Então, o que se vê é o desrespeito à dignidade da pessoa humana, a quebra de princípios basilares do Estado Democrático de Direito, este mesmo Estado que promete dar uma educação é o mesmo que a descumpre, que nega este direito aos seus cidadãos. É por isso que cada vez mais famílias têm entrado com ações na justiça requerendo o direito de praticar o ensino doméstico, de forma que o tema oscila entre a Câmara dos Deputados e o STF, ainda mais na pandemia.
Esse artigo visa trazer maior reflexão e lançar luz sobre o tema, informar àqueles interessados no ensino doméstico sobre os países onde a prática é legal e funciona bem, trazer questionamentos e respondê-los a medida do possível, uma vez que aumenta a cada ano o interesse, bem como o número de materiais sobre assunto, além de mostrar que cada vez mais têm surgido associações de pais e interessados exigindo uma postura ativa do Estado brasileiro para que regule o modelo de ensino doméstico no país, já que a volta das aulas, ocorrida em todo o mundo, sequer tem previsão por aqui.
2 - DO QUE SE TRATA ENSINO DOMICILIAR?
Segundo o Decreto-Lei n.º 553/80 Estatuto do Ensino Particular e Cooperativo (1980) da República Portuguesa, no art. 2º, b, afirma: Ensino doméstico, aquele que é leccionado, no domicílio de aluno, por um familiar ou por pessoa que com ele habite.
A ANED (Associação Nacional de Educação Domiciliar) que é uma associação que reúne pais, educadores e interessados no desenvolvimento e prática do ensino doméstico no Brasil. Segundo a ANED:
[...]A Educação Domiciliar ocorre quando os pais assumem por completo o controle do processo global de educação dos filhos. [...] Portanto, a Educação Domiciliar é uma modalidade de educação, na qual os principais direcionadores e responsáveis pelo processo de ensino-aprendizagem são os pais do educando (aluno) [...]. (ANED, 2017)
Em outra fonte temos a definição em relação ao ensino doméstico: “O homeschooling é o ensino doméstico ou domiciliar em que a educação formal do aluno fica a cargo de um parente ou pessoa de seu convívio familiar em substituição à educação provida instituição formal de ensino”. (GUIMARÃES, 2017)
Vieira segue este mesmo raciocínio sobre a definição de ensino doméstico, para ele a educação doméstica/ domiciliar ocorre em casa, essa prática pode ser desenvolvida pelos pais ou responsáveis, assim pode ocorrer a delegação de terceiros ou não para a realização desta atividade. (VIEIRA, 2012)

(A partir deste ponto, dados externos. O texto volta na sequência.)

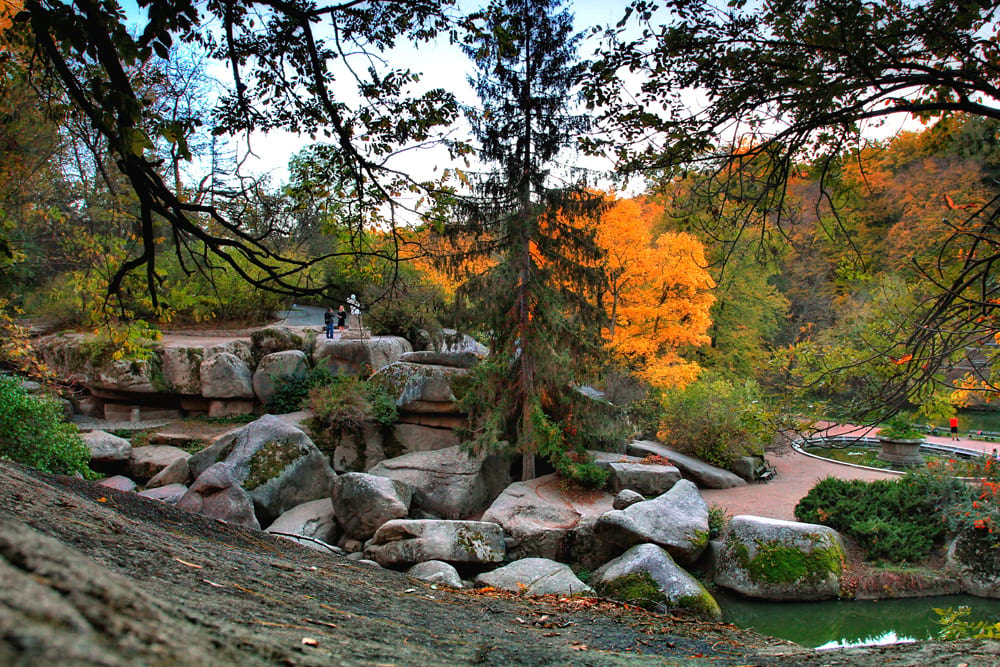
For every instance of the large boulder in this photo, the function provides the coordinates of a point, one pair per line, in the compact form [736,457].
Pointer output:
[182,368]
[278,367]
[449,483]
[359,356]
[225,375]
[974,560]
[218,494]
[148,461]
[701,473]
[780,560]
[541,519]
[277,464]
[107,448]
[676,520]
[647,573]
[629,472]
[436,572]
[278,338]
[535,576]
[363,502]
[314,519]
[406,542]
[419,387]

Nesta modalidade de ensino os pais assumem o papel principal da educação, ao contrário do que ocorre na situação atual, onde o Estado tem a função ativa no processo educativo. Na prática há uma retomada desta atividade, agora não só as questões morais são dirigidas por estes, como afirma a ANED:
[...] Os pais ou responsáveis deveriam ter a responsabilidade de ensinar valores, costumes, hábitos, moral e crenças, ou seja, eles fariam uma parte da educação dos filhos. A outra parte, que seria o que chamaremos aqui de educação acadêmica, ou instrução formal, ficaria a cargo de instituições próprias, que chamamos escolas. Em outras palavras, os pais contratam ou delegam essa parte da educação dos filhos a profissionais que supostamente estariam mais capacitados para esse tipo de ensino, ou seja, os pais terceirizam essa parte da educação dos seus filhos [...]. (ANED, 2017, p.02).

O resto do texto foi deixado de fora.